Die Chemie des Tabakrauches ist - laut Angabe der Fachleute differenziert zu sehen, je nach der Luftströmung, in der der Tabakrauch entsteht. Haupt- und Nebenstromrauch setzen sich aus sechs verschiedenen Strömungen zusammen:
* dem Verbrennungsstrom (glow stream, wird beim Zug aus der Glut an der Zigarettenspitze freigesetzt),
* den Verkohlungsstrom (side stream, wird in der Zugpause von der Glut der Zigarettenspitze freigesetzt),
* dem Schwelstrom (smoulder stream, im Mundstückbereich in Zugpausen emittiert),
* dem Diffusionsstrom (vom Zigaretteninneren in der Zugpause durch das Filterpapier nach außen)

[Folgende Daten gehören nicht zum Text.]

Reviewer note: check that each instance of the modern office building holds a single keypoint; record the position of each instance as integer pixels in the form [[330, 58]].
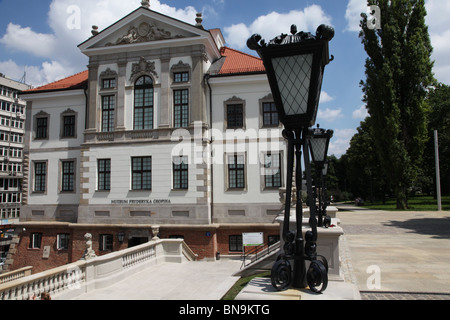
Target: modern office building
[[168, 131]]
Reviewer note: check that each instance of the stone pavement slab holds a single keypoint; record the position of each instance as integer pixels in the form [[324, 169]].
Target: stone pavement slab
[[197, 280], [398, 252], [262, 289]]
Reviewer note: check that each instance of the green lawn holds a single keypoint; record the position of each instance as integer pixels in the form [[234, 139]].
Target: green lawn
[[418, 203], [241, 283]]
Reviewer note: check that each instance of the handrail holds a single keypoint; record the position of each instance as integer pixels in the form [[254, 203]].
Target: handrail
[[16, 274], [82, 276], [262, 250]]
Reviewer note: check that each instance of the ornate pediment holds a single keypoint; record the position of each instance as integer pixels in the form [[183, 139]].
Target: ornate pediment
[[141, 68], [145, 32]]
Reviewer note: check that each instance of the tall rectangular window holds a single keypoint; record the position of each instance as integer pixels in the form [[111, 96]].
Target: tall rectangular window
[[272, 170], [62, 240], [143, 104], [180, 172], [109, 83], [236, 171], [40, 176], [235, 243], [104, 174], [181, 108], [106, 242], [181, 76], [235, 116], [108, 107], [141, 173], [35, 240], [68, 176], [270, 114], [68, 126], [41, 128]]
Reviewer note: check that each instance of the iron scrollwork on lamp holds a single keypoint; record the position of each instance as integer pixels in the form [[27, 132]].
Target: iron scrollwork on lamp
[[295, 64]]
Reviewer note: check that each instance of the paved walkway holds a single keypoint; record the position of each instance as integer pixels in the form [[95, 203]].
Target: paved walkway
[[398, 255], [387, 255], [198, 280]]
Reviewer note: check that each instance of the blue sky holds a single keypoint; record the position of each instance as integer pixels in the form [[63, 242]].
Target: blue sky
[[41, 38]]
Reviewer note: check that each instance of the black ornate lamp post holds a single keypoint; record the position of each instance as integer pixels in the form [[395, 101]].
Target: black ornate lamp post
[[318, 145], [295, 64]]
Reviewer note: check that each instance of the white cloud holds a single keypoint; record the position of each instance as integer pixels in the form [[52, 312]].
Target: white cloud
[[274, 23], [438, 23], [361, 113], [340, 141], [238, 35], [325, 97], [329, 115], [71, 22], [26, 40], [439, 29], [353, 14]]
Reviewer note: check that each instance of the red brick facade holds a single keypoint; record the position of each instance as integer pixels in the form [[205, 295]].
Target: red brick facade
[[205, 241]]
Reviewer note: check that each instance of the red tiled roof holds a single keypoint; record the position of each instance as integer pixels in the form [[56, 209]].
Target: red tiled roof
[[75, 81], [234, 62], [239, 62]]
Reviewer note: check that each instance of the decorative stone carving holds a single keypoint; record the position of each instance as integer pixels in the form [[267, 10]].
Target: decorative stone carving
[[108, 73], [155, 232], [141, 68], [145, 32], [180, 66], [89, 253]]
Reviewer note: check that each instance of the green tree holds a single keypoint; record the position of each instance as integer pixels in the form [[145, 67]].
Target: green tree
[[366, 179], [398, 73], [439, 119]]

* dem Effusionsstrom (vom Zigaretteninneren beim Zug durch das Filterpapier nach außen) sowie
* der Exhalation (blow stream, den von der Raucherin (dem Raucher) wieder ausgeatmeten Exhalationsstrom, die Raucherlunge hat dabei die meisten Schadstoffe ausgefiltert).
Beim Tabakrauchen laufen drei unterschiedliche chemische Prozesse ab:
* a) der Tabak verbrennt (Redoxreaktion in der Glutzone, beim Zug/Sog an der Zigarette bei 800-1100 °C, an der Zigarre bei 580-660°C und an der Pfeife bei 420-500°C in oxidierender Atmosphäre)
* b) der Tabak verschwelt (in und hinter dem Glutkegel, im Inneren des Glutkegels bei reduzierender Atmosphäre, was eine unvollständige Verbrennung sowie eine thermische Zersetzung (Pyrolyse) bewirkt. Diese setzt viele schädliche, ungesättigte Verbindungen, Kondensations- und Polymerisationsprodukte frei und läuft je nach Abstand von der Glutzone bei 200-600°C ab) und
* c) der flüchtige Anteil des Tabaks verdampft und destilliert (Verdampfungs- und Destillationszone: niedrig siedende Stoffe gehen direkt in den Rauch über, der beim Verrauchen freiwerdende Wasserdampf reißt weitere Schadstoffe mit sich (Wasserdampfdestillation, Extraktion) und sorgt dafür, dass Nikotin und etherische Öle in den Rauch gelangen).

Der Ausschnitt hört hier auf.